1.4 Targets and Antibodies
The selection of a TAA (the ‘target’) for an ADC requires some different considerations than for naked antibodies in cancer therapy. Antibodies without a cytotoxic payload have various mechanisms of action, including target receptor neutralization (antagonism), receptor downregulation, signaling disruption, antibody-dependent cell-mediated cytotoxicity (ADCC), antibody-dependent cell-mediated phagocytosis (ADCP), complement-dependent cellular cytotoxicity (CDC), and immune checkpoint inhibition. For ADCs, however, upon antibody binding to its target antigen, the target should internalize efficiently via receptor-mediated endocytosis, to allow the antigen–ADC complex to undergo appropriate intracellular trafficking and degradation to ultimately release the cytotoxic warhead. Target antigens on the cell surface can have variable rates for internalization; this can be an intrinsic feature of the antigen itself, or it can be induced by the binding of the antibody. Other factors that influence antigen–ADC internalization are the specific binding epitope and the affinity of the antibody for the target. Taken together, ADC internalization may be crucial for efficacy for most targets. Furthermore, target-mediated internalization of an ADC and intracellular payload release may reduce toxicity associated with extracellular release of the cytotoxic payload, perhaps in the conditions of the tumor microenvironment, leading to systemic toxicities due to free payload.
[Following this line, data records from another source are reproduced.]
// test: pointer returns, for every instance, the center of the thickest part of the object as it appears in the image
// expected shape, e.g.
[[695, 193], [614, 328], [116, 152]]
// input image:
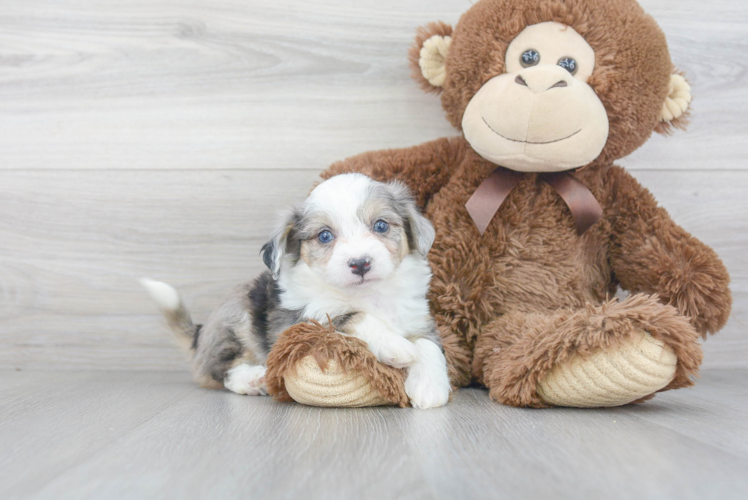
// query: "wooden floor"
[[109, 435], [160, 137]]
The overexpression of target receptors on tumor cells relative to all normal tissues is critical to assessing therapeutic potential: a target antigen with a high tumor-cell-to-healthy-cell ratio will lead to greater delivery of ADC to tumor cells versus normal healthy cells, thereby impacting efficacy. Furthermore, a low level of target expression on just a small amount of normal tissue will result in less target-mediated drug disposition (TMDD) of the ADC, thereby impacting safety, as well as allowing for greater delivery to tumor tissue than would be the case when the TMDD is high. For example, the expression of a candidate target on blood cells must be considered, as such expression on these highly accessible normal cells could significantly reduce ADC exposure, and expression on antigen-presenting cells may increase the risk of immunogenicity. The target antigen should also have minimal secretion in circulation from the cancer (“shedding”), because antibodies can bind to these shed antigens in the circulation, thus limiting the amount of antibody available for target cell binding.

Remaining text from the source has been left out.